Further, it is possible to transform [Eqn. 1] and [Eqn. 2] respectively into [Eqn. 3] and [Eqn. 4] because d×Δn is almost constant in order to maintain the optical characteristics.τoff∝γ1/(K22×Δn2)  [Eqn. 3]Vth∝L×Δn×√{square root over ((K22/Δε))}  [Eqn. 4]
As can be seen from these equations, the response time τoff becomes shorter as the viscosity of the liquid crystal γ1 becomes lower, and the driving voltage becomes lower as the dielectric anisotropy Δε becomes larger. However, in the case of most liquid crystal materials, there is an almost proportional relationship between the viscosity and the dielectric anisotropy Δε, that is, there is a trend that the viscosity is lower in liquid crystals with smaller Δε and the viscosity becomes higher as Δε becomes larger. This is because there is a trend that the dipole moments of high polar liquid crystal molecules which make Δε of mixtures large are large, and the intermolecular interaction between molecules is large in materials with large dipole moment, and consequently, the viscosity of the entire liquid crystal becomes large. Therefore, in the in-plane switching mode of display, there is a trade-off between the high-speed response characteristics of liquid crystals and low driving voltage. In other words, if a large amount of low polarity component with Δε≦1 and relatively low viscosity, that is, a so called neutral component, is added, although the viscosity gets reduced and a fast response can be achieved, the driving voltage also increases at the same time. Further, if a large amount of high polar component with large Δε is added, although the driving voltage can be reduced, the viscosity increases thereby making the response of the liquid crystal slower. Furthermore, not much has so far been proposed about the method of controlling the twist elastic constant K22 which is one additional parameter affecting the driving voltage and the response time.

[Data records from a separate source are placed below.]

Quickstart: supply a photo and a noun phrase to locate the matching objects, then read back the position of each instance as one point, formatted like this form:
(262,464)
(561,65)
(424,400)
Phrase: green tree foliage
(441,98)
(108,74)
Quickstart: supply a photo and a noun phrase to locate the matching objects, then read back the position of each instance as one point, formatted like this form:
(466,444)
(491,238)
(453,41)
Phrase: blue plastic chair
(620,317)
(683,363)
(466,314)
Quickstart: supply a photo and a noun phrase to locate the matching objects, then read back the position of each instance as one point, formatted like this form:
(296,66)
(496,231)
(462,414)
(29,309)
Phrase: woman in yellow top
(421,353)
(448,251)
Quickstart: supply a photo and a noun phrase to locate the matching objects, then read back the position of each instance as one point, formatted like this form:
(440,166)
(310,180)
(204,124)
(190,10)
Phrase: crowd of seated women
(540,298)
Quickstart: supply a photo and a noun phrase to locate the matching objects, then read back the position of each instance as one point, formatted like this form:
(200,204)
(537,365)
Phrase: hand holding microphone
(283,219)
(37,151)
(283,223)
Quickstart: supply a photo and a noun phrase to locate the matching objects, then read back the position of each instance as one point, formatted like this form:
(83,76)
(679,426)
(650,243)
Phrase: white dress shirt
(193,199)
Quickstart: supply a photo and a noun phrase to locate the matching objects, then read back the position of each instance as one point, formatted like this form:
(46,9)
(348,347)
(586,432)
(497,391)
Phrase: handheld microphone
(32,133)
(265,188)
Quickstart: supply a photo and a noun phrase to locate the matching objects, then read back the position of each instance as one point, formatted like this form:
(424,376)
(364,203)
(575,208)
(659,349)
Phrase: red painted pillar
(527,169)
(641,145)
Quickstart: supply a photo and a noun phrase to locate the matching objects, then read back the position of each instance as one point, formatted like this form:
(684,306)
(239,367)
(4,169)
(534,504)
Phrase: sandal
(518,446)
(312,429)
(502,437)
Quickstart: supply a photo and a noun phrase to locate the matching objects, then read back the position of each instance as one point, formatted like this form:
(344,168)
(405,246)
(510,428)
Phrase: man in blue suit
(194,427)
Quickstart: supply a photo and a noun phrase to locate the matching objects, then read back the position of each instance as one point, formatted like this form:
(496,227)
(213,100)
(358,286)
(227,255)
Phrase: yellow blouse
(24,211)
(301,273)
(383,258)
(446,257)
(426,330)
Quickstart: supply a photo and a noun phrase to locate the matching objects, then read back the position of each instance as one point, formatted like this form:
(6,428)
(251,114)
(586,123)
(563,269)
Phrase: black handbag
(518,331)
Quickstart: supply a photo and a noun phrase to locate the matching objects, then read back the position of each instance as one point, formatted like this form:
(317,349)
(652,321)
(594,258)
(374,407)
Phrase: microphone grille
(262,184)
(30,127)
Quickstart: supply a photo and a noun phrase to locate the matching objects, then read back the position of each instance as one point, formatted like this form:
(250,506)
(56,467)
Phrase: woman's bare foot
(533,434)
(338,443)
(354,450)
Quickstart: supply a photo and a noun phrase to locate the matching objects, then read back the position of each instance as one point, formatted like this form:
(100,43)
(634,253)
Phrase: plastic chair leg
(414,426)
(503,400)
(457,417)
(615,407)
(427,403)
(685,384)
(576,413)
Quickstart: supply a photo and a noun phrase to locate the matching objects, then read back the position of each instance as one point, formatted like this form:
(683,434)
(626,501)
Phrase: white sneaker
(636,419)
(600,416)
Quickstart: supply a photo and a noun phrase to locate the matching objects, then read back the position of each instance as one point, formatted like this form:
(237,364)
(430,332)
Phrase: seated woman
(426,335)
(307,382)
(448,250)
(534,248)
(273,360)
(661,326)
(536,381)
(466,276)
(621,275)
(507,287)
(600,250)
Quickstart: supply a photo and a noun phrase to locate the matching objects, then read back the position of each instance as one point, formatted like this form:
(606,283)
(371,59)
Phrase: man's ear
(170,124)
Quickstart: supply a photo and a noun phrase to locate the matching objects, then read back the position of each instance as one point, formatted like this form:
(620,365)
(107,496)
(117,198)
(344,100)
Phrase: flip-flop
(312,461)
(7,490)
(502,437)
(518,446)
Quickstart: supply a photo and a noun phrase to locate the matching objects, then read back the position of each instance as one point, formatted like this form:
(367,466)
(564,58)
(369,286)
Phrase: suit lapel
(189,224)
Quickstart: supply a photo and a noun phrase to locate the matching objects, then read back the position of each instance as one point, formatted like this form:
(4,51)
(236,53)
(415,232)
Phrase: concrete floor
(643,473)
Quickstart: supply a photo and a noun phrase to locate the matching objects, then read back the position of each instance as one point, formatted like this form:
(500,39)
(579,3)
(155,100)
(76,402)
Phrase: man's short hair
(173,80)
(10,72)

On the other hand, in order to achieve high contrast, a number of technologies have been developed for placing the spacers to keep the spacing between the pair of substrates constant in a non-displaying region of the display device. For example, such methods have been proposed as described in Japanese Unexamined Patent Publication No. Hei 10-170928, Japanese Unexamined Patent Publication No. Hei 9-61828, Japanese Unexamined Patent Publication No. Hei 6-250194, Japanese Unexamined Patent Publication No. Hei 5-53121, Japanese Unexamined Patent Publication No. Hei 5-173147, Japanese Unexamined Patent Publication No. Hei 8-160433, Japanese Unexamined Patent Publication No. Hei 8-292426, and Japanese Unexamined Patent Publication No. Hei 7-325298, etc.